Nesse contexto, Reinaldo Carneiro Bastos afirma que as “ligas municipais de futebol amador, que têm um importan­tíssimo papel para o desenvolvi­mento do esporte em cidades”. Para Montini, existe uma grande diferença entre o futebol amador e o profissional.

“O futebol amador não consegue suprir a carência. É outro patamar. O futebol pro­fissional precisa de estrutura, organização e enorme compro­metimento, entre outros dife­renciais”, compara.


Amador de Ribeirão Preto atrai grandes figuras como meio-campista Acleisson, que é atleta profissional

Soluções
Genicolo avalia que a con­centração do futebol nos gran­des centros não é necessaria­mente ruim, pois é capaz de gerar excedentes de recursos, como acontece em outros paí­ses, mas é necessária a distribui­ção igualitária.

“A formação de poucos e grandes clubes compromete o nível e a qualidade das competi­ções. O Flamengo, por exemplo, vai disputar com quem? Quais jogadores vão querer permane­cer aqui. É preciso ter uma con­trapartida para todos os clubes”, questiona o professor.

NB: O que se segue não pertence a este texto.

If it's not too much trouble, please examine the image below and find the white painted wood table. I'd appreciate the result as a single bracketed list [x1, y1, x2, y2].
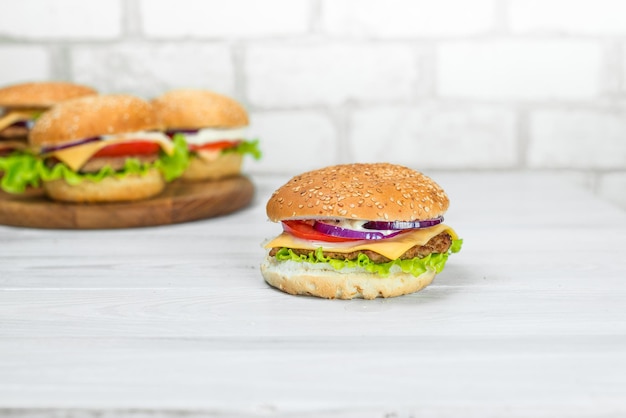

Na opinião de Fernando Fer­reira, um trabalho de longo pra­zo das federações poderia elevar o número de clubes. “Existem cidades em que o prefeito im­pulsiona um determinado time e, quando acaba o seu mandato, a equipe não recebe mais aju­da”, explica. “Os presidentes de federações precisam incentivar as boas práticas de gestão dos clubes. Isso pode aumentar as chances de visibilidade financei­ra e de engajamento da popula­ção e da comunidade empresa­rial para sustentar esses times.”

Reinaldo Carneiro Bastos defende uma mudança na le­gislação. “Há um déficit histó­rico de incentivo e oferta para prática esportiva no Brasil desde a educação básica e isso impacta no esporte profissio­nal. Com a Lei Pelé, houve uma mudança na relação clube-atle­ta, que desestimulou algumas agremiações na formação de jogadores. Enquanto não hou­ver ajuste na legislação, a pos­sibilidade de melhora neste ce­nário é mínima”, completa.

A alteração nas leis também é uma proposta defendida pelo próprio organizador da pesqui­sa. “O modelo associativo atra­palha. Acredito que legislação de clube-empresa deve ser apro­vada este ano. Com condições melhores você tende a ter um aumento do investimento.”